In high-performance networking, we move away from standard socket buffers to highly optimized, often fragmented or non-contiguous memory layouts.

  • Memory Abstraction: The __sk_buff structure is an abstraction. The actual packet data might be spread across multiple skb fragments (frags).
  • Verifier Constraints: To ensure the kernel never crashes from an out-of-bounds access, the verifier enforces a “check-before-use” policy. If you do not prove that data + N is less than data_end, the verifier treats the range as invalid or zero-length to prevent exploitation.
  • Context Specialization: Different BPF program types (e.g., XDP vs SK_SKB) handle data pointers differently. XDP provides direct hardware DMA pointers, whereas SK_SKB works with the kernel’s networking stack abstraction, which is significantly more complex.

Real-World Impact

  • Silent Logic Failure: As seen in this case, a program might report a packet length of 0, causing firewall rules to skip inspection or load balancers to misroute traffic.
  • Security Vulnerabilities: If an engineer assumes data_end - data is safe to use for buffer allocation or loop bounds without proper verification, it can lead to out-of-bounds reads/writes in the kernel.
  • Performance Degradation: Attempting to bypass these checks using inefficient methods (like constant bpf_skb_load_bytes calls instead of direct pointer access) can increase CPU cycles per packet.

Example or Code

The correct way to handle this is to perform a bounds check that satisfies the verifier, allowing it to track the pointer range.

SEC("sk_skb/correct_parser")
int bpf_prog_parser(struct __sk_buff *skb)
{
    void *data = (void *)(long)skb->data;
    void *data_end = (void *)(long)skb->data_end;

    // The critical step: The Verifier needs this check to 
    // establish the relationship between data and data_end.
    if (data + skb->len > data_end) {
        return SK_PASS; 
    }

    // After the check, the verifier knows 'data' is within bounds.
    // Now, calculating the length is mathematically sound for the verifier.
    u32 actual_len = (u32)((void *)data_end - data);

    bpf_printk("PARSER, len: %d, diff: %d", skb->len, actual_len);

    return skb->len;
}

How Senior Engineers Fix It

Senior engineers do not fight the verifier; they work with it.

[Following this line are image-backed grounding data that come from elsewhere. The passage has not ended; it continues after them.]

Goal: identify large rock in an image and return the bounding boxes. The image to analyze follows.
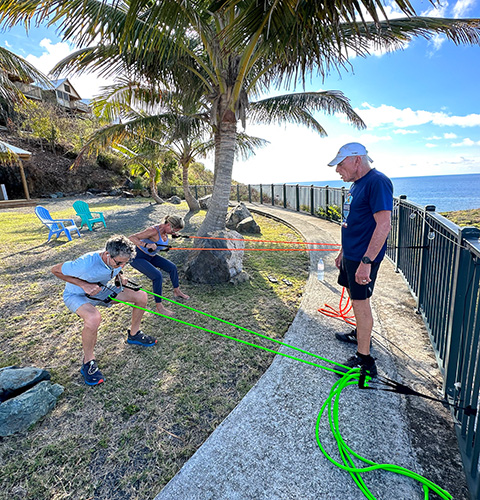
[226,202,252,230]
[0,367,63,437]
[184,230,245,284]
[0,366,50,403]
[168,195,182,205]
[237,216,261,234]
[198,195,212,210]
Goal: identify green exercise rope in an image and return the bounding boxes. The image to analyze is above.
[113,290,451,500]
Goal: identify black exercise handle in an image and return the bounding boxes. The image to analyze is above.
[148,245,171,252]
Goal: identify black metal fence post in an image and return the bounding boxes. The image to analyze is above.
[237,184,240,202]
[283,184,287,208]
[248,185,252,203]
[295,184,300,212]
[395,195,407,272]
[260,184,263,204]
[310,185,315,215]
[415,205,436,313]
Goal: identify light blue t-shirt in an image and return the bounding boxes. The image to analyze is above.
[61,251,122,312]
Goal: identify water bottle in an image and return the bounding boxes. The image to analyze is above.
[317,258,325,281]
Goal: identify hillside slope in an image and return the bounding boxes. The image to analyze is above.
[0,132,123,199]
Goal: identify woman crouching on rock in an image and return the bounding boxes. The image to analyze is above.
[129,215,190,316]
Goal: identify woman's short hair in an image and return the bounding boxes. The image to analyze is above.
[164,215,185,230]
[106,234,137,259]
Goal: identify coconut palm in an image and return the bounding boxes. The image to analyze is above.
[83,79,268,212]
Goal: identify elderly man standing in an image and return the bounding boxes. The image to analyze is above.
[327,143,393,376]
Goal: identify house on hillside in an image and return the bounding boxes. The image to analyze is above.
[11,77,91,116]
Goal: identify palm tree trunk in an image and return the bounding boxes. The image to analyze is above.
[149,167,164,204]
[198,115,236,235]
[182,160,200,212]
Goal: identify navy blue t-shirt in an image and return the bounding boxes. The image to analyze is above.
[341,168,393,262]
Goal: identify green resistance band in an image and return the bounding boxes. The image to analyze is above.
[113,291,451,500]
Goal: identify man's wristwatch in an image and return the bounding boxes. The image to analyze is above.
[361,256,373,264]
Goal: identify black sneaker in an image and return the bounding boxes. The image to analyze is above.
[80,360,105,386]
[335,329,372,347]
[127,329,157,347]
[337,353,377,377]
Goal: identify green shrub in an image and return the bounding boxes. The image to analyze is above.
[317,205,342,222]
[97,152,125,173]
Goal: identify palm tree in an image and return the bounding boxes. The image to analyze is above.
[85,80,268,212]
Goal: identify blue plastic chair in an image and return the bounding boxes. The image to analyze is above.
[73,200,107,231]
[35,205,81,242]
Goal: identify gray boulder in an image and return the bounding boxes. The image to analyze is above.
[0,380,63,436]
[0,367,63,437]
[198,195,212,210]
[226,202,252,230]
[0,366,50,403]
[184,230,244,284]
[168,196,182,204]
[236,216,261,234]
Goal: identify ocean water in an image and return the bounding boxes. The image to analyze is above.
[299,173,480,213]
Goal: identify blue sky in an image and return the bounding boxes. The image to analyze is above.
[2,0,480,184]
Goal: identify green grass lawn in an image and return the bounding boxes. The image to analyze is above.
[0,198,309,500]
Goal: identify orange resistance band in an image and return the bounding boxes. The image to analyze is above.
[318,287,356,326]
[171,247,341,252]
[182,235,340,246]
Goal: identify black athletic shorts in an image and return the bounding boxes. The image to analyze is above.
[337,257,381,300]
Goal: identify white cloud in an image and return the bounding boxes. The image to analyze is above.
[420,1,449,17]
[453,0,476,17]
[444,132,458,139]
[394,129,418,135]
[452,138,480,147]
[426,135,442,140]
[428,34,447,54]
[4,40,11,48]
[24,38,116,99]
[354,102,480,128]
[426,143,438,148]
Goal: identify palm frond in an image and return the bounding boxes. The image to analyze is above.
[249,91,366,133]
[235,132,269,161]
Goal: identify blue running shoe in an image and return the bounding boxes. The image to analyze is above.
[127,329,157,347]
[80,360,104,386]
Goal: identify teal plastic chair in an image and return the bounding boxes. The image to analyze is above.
[73,200,107,231]
[35,205,81,242]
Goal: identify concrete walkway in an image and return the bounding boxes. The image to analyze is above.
[155,204,468,500]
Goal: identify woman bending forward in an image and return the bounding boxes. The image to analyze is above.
[129,215,190,316]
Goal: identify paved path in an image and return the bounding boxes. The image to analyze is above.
[154,203,467,500]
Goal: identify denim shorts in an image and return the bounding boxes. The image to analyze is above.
[337,257,381,300]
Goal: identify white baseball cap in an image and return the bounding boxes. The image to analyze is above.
[328,142,373,166]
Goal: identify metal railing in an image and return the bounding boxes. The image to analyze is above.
[388,196,480,499]
[186,182,480,498]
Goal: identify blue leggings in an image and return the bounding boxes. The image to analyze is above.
[130,251,179,303]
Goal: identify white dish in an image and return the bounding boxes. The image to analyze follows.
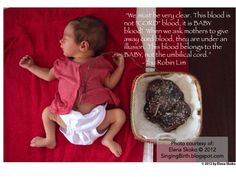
[131,72,202,143]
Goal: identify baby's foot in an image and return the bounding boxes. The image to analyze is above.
[102,139,122,157]
[30,136,56,149]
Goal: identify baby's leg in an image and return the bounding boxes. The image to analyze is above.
[97,108,126,157]
[30,107,66,149]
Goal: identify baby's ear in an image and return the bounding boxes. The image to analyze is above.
[79,41,90,52]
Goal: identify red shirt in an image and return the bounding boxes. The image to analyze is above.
[76,56,120,107]
[49,56,120,115]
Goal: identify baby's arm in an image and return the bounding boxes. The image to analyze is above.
[19,55,55,82]
[104,53,125,89]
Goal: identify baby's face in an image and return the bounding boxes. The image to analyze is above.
[60,24,80,57]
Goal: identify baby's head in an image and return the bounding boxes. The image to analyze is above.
[60,15,108,58]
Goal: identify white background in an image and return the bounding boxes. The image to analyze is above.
[1,0,235,177]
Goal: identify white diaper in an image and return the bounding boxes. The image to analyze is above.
[59,105,107,145]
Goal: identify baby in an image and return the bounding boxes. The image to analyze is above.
[19,15,126,157]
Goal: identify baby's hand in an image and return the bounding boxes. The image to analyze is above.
[19,55,35,70]
[112,53,125,69]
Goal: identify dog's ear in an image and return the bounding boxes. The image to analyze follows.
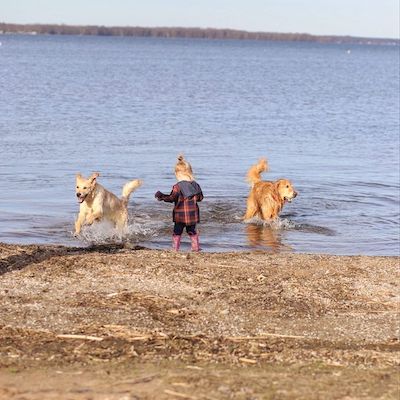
[90,172,100,182]
[76,173,82,180]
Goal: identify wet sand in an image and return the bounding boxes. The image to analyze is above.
[0,242,399,399]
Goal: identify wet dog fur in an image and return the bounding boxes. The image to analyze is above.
[74,172,142,235]
[244,158,297,221]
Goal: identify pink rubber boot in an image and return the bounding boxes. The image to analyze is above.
[190,233,200,252]
[172,234,181,251]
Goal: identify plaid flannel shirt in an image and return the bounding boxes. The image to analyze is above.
[160,183,203,225]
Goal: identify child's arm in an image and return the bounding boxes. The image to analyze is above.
[155,185,180,203]
[195,190,204,202]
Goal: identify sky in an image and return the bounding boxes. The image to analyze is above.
[1,0,399,39]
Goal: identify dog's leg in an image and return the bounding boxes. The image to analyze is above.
[86,210,103,225]
[260,202,277,221]
[115,212,128,235]
[244,193,259,220]
[74,212,86,235]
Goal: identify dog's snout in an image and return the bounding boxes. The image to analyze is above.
[76,193,81,198]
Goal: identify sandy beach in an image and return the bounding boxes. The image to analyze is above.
[0,242,398,399]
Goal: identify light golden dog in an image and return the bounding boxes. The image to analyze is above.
[244,158,297,221]
[74,172,142,235]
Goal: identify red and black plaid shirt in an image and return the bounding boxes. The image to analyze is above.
[161,183,203,225]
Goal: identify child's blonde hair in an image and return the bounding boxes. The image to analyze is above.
[175,154,194,181]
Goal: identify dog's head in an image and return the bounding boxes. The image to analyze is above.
[75,172,99,203]
[276,179,298,203]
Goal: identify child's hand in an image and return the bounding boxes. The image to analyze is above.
[155,191,163,200]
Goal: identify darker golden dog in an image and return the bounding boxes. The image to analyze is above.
[244,158,297,220]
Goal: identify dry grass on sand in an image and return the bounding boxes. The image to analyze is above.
[0,242,399,399]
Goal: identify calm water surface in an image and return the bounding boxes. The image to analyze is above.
[0,35,399,255]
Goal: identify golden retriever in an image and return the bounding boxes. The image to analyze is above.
[244,158,297,221]
[74,172,142,235]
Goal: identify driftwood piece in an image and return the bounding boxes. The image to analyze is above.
[239,357,257,364]
[164,389,197,399]
[56,334,103,341]
[225,333,305,341]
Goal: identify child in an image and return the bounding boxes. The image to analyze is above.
[155,155,204,251]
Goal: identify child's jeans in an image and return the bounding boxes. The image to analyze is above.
[173,223,196,236]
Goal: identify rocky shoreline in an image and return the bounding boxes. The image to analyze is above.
[0,242,398,399]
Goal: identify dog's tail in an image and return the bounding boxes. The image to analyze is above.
[246,158,269,187]
[121,179,143,204]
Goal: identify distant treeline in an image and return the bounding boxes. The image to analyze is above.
[0,22,398,45]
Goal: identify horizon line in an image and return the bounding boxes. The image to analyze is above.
[1,21,399,42]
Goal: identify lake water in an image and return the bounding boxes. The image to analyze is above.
[0,34,399,255]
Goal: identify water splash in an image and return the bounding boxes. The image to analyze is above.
[76,219,160,245]
[244,216,296,230]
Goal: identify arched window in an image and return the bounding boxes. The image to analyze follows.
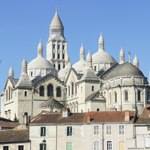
[147,91,149,102]
[97,108,99,111]
[94,66,96,71]
[72,82,74,95]
[31,71,33,76]
[115,92,117,102]
[58,64,61,71]
[9,86,10,100]
[138,91,141,101]
[40,86,44,96]
[56,87,61,97]
[47,84,53,97]
[125,91,128,101]
[68,86,70,96]
[25,91,27,97]
[63,54,65,59]
[109,93,111,104]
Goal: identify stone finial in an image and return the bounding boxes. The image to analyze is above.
[119,46,125,64]
[133,54,139,68]
[22,57,27,73]
[86,50,92,68]
[128,52,131,63]
[99,32,104,51]
[80,43,85,60]
[56,6,57,12]
[38,40,43,57]
[9,66,14,78]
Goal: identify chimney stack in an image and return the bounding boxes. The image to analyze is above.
[62,108,70,117]
[125,110,130,121]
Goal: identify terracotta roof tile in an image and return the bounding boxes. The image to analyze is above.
[31,111,135,124]
[0,129,29,143]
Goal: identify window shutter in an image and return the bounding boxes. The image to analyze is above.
[72,126,75,136]
[145,137,150,147]
[64,127,67,137]
[46,127,48,137]
[38,127,41,137]
[44,144,46,150]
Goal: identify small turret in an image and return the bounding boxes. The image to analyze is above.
[38,40,43,57]
[119,47,125,64]
[86,50,92,68]
[80,43,85,60]
[99,33,104,51]
[22,57,27,73]
[133,54,139,68]
[9,66,14,78]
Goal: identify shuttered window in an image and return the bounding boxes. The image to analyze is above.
[94,141,99,150]
[40,127,46,136]
[66,142,72,150]
[3,146,9,150]
[107,141,112,150]
[106,125,111,135]
[145,137,150,147]
[119,125,124,135]
[94,126,99,135]
[65,126,74,137]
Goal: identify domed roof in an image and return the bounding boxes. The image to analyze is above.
[104,62,144,80]
[92,51,117,64]
[28,57,53,70]
[50,11,64,28]
[73,59,86,73]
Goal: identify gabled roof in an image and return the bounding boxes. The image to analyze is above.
[65,68,81,83]
[85,91,105,102]
[135,104,150,123]
[0,129,29,143]
[30,111,135,124]
[39,97,64,108]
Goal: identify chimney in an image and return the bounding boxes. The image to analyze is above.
[125,110,130,121]
[62,108,70,117]
[87,115,90,122]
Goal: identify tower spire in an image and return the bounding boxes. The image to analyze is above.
[119,46,125,64]
[80,43,85,60]
[99,32,104,51]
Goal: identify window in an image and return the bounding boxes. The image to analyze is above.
[24,91,27,97]
[147,125,150,131]
[138,91,141,101]
[40,86,44,96]
[63,54,65,59]
[40,144,46,150]
[47,84,53,97]
[58,54,60,59]
[107,141,112,150]
[53,44,55,49]
[31,71,33,76]
[56,87,61,97]
[68,86,70,96]
[63,45,65,50]
[94,141,99,150]
[145,137,150,147]
[53,53,55,58]
[41,127,46,136]
[125,91,128,101]
[109,93,111,104]
[67,126,72,136]
[94,66,96,71]
[97,108,99,111]
[75,84,77,94]
[92,86,94,91]
[115,92,117,102]
[119,125,124,135]
[58,64,61,71]
[18,145,24,150]
[54,64,55,68]
[94,126,99,135]
[66,142,72,150]
[106,125,111,135]
[58,45,60,49]
[3,146,9,150]
[72,82,74,95]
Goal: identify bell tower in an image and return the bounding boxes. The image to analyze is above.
[46,8,68,71]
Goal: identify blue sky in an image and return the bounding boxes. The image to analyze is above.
[0,0,150,109]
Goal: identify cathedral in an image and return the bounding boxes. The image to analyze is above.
[1,9,150,123]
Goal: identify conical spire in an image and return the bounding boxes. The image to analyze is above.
[50,8,64,36]
[133,54,139,68]
[99,33,104,51]
[119,47,125,64]
[16,58,32,88]
[9,66,14,78]
[38,40,43,57]
[86,50,92,68]
[22,57,27,73]
[80,43,85,60]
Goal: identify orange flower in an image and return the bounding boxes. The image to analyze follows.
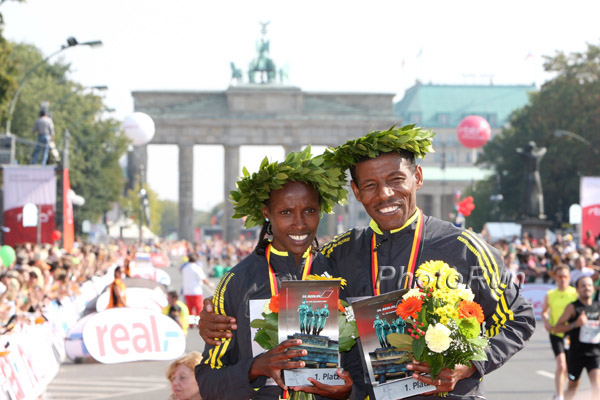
[269,294,280,313]
[338,300,345,313]
[458,300,485,324]
[396,297,423,320]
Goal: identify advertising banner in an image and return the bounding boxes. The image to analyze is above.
[2,166,56,246]
[82,308,185,364]
[581,177,600,246]
[62,168,74,252]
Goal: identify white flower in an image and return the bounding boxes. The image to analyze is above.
[425,323,452,353]
[402,288,422,300]
[345,305,355,322]
[455,284,475,302]
[262,299,272,315]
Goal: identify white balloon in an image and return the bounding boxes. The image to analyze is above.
[122,112,155,146]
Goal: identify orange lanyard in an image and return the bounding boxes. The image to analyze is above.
[266,244,313,297]
[371,208,423,294]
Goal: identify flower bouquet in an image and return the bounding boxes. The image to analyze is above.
[387,261,489,381]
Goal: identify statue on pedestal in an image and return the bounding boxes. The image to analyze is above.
[516,141,547,219]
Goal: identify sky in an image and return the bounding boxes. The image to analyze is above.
[3,0,600,211]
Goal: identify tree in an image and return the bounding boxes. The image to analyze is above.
[474,42,600,229]
[1,42,129,226]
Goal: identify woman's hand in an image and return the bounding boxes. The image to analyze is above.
[289,368,353,399]
[249,339,307,389]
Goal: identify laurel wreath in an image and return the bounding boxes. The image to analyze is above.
[324,124,436,173]
[230,146,348,228]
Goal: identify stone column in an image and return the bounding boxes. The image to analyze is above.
[223,145,240,242]
[178,141,194,242]
[126,145,148,192]
[433,194,442,220]
[283,144,303,154]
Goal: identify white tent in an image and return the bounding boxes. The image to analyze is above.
[107,218,157,241]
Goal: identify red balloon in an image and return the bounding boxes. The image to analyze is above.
[51,230,62,242]
[457,115,491,149]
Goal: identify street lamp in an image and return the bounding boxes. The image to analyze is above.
[5,36,103,135]
[54,85,108,110]
[553,129,599,154]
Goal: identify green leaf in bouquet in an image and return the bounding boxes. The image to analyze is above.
[338,315,358,352]
[413,336,425,359]
[254,328,277,350]
[387,333,413,351]
[428,353,444,378]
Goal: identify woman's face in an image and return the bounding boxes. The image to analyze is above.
[262,181,321,260]
[170,364,200,400]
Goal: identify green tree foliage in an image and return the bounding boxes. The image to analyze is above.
[158,199,178,237]
[474,42,600,228]
[2,42,129,225]
[0,27,17,119]
[121,183,163,235]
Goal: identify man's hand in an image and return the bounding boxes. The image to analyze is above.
[249,339,307,390]
[290,368,353,399]
[575,311,588,328]
[407,361,476,394]
[198,297,237,346]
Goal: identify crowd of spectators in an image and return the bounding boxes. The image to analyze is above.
[486,231,600,291]
[1,230,598,335]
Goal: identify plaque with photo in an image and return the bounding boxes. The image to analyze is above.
[279,280,343,386]
[351,290,432,399]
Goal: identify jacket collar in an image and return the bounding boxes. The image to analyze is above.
[369,207,419,235]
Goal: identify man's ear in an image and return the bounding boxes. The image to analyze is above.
[350,180,362,202]
[414,165,424,191]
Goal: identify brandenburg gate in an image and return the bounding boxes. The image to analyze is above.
[130,25,396,242]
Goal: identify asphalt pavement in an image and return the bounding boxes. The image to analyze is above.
[43,263,595,400]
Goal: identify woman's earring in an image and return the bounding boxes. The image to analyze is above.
[266,222,273,236]
[265,218,269,222]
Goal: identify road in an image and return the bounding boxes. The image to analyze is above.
[44,263,594,400]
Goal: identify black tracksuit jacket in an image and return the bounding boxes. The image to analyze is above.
[321,212,536,400]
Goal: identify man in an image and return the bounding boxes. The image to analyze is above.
[199,125,535,399]
[163,290,190,334]
[180,253,214,322]
[570,255,598,287]
[553,276,600,400]
[106,266,126,309]
[541,265,578,400]
[30,106,55,165]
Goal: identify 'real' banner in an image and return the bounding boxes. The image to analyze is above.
[3,166,56,246]
[581,177,600,246]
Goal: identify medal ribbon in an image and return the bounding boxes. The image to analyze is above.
[266,244,312,400]
[266,244,313,297]
[371,208,424,293]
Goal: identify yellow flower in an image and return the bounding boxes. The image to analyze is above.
[305,273,347,289]
[415,261,461,291]
[434,304,459,325]
[425,323,452,353]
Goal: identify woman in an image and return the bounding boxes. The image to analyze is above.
[167,352,203,400]
[195,148,352,399]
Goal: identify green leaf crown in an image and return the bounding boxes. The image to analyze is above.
[324,124,436,174]
[230,146,348,228]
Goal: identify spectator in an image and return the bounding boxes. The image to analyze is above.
[180,253,213,321]
[106,266,127,309]
[163,290,189,334]
[166,352,203,400]
[30,105,55,165]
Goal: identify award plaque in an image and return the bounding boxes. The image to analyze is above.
[279,280,343,386]
[351,290,432,399]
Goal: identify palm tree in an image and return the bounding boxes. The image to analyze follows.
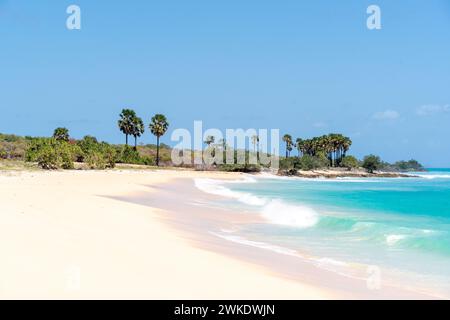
[219,138,227,151]
[295,138,303,157]
[53,127,69,142]
[204,135,215,146]
[118,109,137,146]
[132,116,145,149]
[282,134,293,158]
[149,114,169,166]
[251,135,258,153]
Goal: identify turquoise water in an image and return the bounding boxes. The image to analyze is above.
[202,169,450,296]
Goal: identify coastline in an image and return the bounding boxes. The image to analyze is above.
[278,169,418,179]
[0,168,439,299]
[0,169,336,299]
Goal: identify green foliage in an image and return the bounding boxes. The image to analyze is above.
[53,127,69,142]
[77,135,99,159]
[392,159,424,172]
[296,154,329,170]
[85,151,107,170]
[340,155,360,170]
[77,137,117,169]
[35,144,59,169]
[282,134,293,157]
[26,138,76,170]
[117,145,141,164]
[116,145,154,165]
[100,143,117,168]
[25,136,116,170]
[362,154,382,173]
[0,133,28,160]
[118,109,145,147]
[297,133,352,167]
[149,114,169,166]
[279,157,298,170]
[217,164,261,173]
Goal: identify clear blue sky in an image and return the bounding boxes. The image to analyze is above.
[1,0,450,167]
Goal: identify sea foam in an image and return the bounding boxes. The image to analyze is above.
[194,177,319,228]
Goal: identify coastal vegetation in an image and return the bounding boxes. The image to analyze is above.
[279,133,424,175]
[0,115,424,174]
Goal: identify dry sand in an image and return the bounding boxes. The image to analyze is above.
[0,169,336,299]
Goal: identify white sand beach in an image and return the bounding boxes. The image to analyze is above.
[0,169,339,299]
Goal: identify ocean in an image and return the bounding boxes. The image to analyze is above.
[195,169,450,298]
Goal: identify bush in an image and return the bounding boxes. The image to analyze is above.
[26,138,79,170]
[74,136,117,169]
[36,145,59,169]
[31,140,75,170]
[0,133,28,160]
[118,146,141,164]
[116,145,154,165]
[76,136,99,161]
[279,157,299,170]
[362,154,381,173]
[58,143,75,169]
[296,155,329,170]
[100,143,117,168]
[340,155,360,170]
[392,159,424,172]
[85,151,107,170]
[218,164,261,173]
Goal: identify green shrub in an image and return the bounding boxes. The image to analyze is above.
[57,142,75,169]
[296,155,329,170]
[76,136,99,161]
[218,164,261,173]
[26,138,77,170]
[36,144,60,170]
[279,157,298,170]
[0,134,28,160]
[340,155,360,170]
[99,143,117,168]
[85,151,107,170]
[116,145,153,165]
[362,154,382,173]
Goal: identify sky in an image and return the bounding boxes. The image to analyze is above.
[1,0,450,167]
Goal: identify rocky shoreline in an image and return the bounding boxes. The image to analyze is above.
[279,169,418,179]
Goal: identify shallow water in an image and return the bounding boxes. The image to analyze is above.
[194,170,450,298]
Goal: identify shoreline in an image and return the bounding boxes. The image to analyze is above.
[0,169,335,299]
[0,168,440,299]
[278,169,419,179]
[140,175,440,299]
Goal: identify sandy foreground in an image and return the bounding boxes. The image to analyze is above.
[0,169,338,299]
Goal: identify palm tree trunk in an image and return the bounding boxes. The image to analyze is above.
[257,142,259,161]
[156,136,160,166]
[126,134,128,146]
[134,136,137,149]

  • Explicit Bounds Checking: Always implement the if (ptr + offset > end) pattern immediately after extracting pointers. This is the “contract” with the verifier.
  • Using Helper Functions: When dealing with complex packet structures, use bpf_skb_pull_data() to ensure the entire header/data range you need is linearized in the kernel before attempting to access it.
  • Linearization Awareness: Understand that SK_SKB programs may need to call bpf_skb_pull_data to move fragments into a contiguous linear area if the packet is fragmented.
  • Type Safety: Use explicit casting to void * or specific struct pointers only after the bounds check has been validated by the verifier.

Why Juniors Miss It

  • Assuming Userspace Semantics: Juniors often treat __sk_buff like a standard C struct in a userspace application, forgetting that BPF is a restricted execution environment with a mathematical verifier.
  • Ignoring the Verifier Logs: When the verifier rejects a program or the logic fails, juniors often try to “tweak” the math rather than reading the verifier’s instruction trace to see exactly where the pointer range was lost.
  • Confusing XDP and SK_SKB: There is a tendency to apply XDP logic (where data is a simple, contiguous xdp_md buffer) to SK_SKB logic (where data is an abstracted, potentially fragmented kernel buffer).